Grayscale and TIME Magazine have inked a partnership deal that will see both firms create an educational video series aimed at enlightening the masses on bitcoin (BTC) and other cryptocurrencies.TIME and its president Keith Grossman will be paid in bitcoin (BTC) for the deal and the company has hinted that it will hold the digital currency in its balance sheet rather than exchange it for fiat, according to a tweet on April 12, 2021.

A Match Made in The Moon 

Grayscale, a New York-based digital asset investing and crypto asset management company established in 2013, has inked a partnership deal with TIME, an American news magazine that has been in existence since 1923, to create an educational video series based on bitcoin and other cryptocurrencies.

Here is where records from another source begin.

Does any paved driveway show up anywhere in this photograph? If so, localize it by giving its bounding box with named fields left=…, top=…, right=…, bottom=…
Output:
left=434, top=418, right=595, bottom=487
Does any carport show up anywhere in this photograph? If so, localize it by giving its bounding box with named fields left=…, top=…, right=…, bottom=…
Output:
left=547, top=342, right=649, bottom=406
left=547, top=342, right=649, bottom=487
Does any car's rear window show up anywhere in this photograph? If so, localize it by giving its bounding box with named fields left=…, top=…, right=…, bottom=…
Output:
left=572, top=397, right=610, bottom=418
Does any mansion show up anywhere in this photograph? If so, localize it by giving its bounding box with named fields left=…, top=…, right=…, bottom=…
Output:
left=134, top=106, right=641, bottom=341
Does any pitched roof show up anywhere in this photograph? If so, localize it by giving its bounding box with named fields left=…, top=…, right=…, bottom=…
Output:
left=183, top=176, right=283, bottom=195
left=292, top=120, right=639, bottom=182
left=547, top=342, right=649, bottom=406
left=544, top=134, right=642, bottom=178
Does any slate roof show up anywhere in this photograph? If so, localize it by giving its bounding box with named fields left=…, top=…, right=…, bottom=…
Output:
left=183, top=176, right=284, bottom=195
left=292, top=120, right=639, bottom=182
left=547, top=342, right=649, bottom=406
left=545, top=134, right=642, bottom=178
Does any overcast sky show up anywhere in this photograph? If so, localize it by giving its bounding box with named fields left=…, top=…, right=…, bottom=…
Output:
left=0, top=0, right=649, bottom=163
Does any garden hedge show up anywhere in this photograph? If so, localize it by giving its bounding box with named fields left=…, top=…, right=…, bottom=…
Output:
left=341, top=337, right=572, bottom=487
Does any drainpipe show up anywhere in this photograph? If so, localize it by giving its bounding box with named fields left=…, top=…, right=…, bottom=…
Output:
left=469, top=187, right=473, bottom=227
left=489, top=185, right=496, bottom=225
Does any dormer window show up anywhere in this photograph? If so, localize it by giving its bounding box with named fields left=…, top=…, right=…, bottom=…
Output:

While Satoshi Nakamoto’s bitcoin and other blockchain-based cryptos have continued their steady march towards mainstream adoption in 2021, the fact still remains that a good number of average Joes and even some people in government, do not fully understand the workings of these revolutionary techs.

Against that backdrop, it makes a whole lot of sense that a heavyweight in the cryptocurrency ecosystem like Grayscale, whose asset under management has nearly crossed $40 billion, is joining forces with the highly reputed TIME magazine, to enlighten the world on bitcoin, blockchain technology, and altcoins.

TIME Adds Bitcoin to Balance Sheet

In addition to creating the video series, Michael Sonnenshein, the CEO of Grayscale, has revealed that TIME and it’s president, Keith Grossman, have accepted to get paid in bitcoin for the exercise and have made it clear that the digital currency will be added to their balance rather than getting exchanged immediately for the fiat dollar.

As reported by BTCManager earlier in March 2021, Grayscale, whose Bitcoin Trust (GBTC) crashed by nearly 20 percent in March, expanded its cryptocurrency investment products to include trusts for some top altcoins, including chainlink (LINK), filecoin (FIL), decentraland (MANA), basic attention token (BAT) and livepeer,  in a bid to further expose institutional investors to more digital assets than just bitcoin (BTC).

TIME, on the other hand, has also been making inroads into the cryptocurrency ecosystem. Earlier in March 2021 the publication joined the non-fungible tokens (NFTs) craze and auctioned off its TIME Space Exploration cover of January 1959, as an NFT for 135 ETH ($249,196 at the time).

At press time, the combined market capitalization of the global crypto market sits at $2.15 trillion, with the price of bitcoin (BTC) sitting at $62,509, as seen on CoinMarketCap.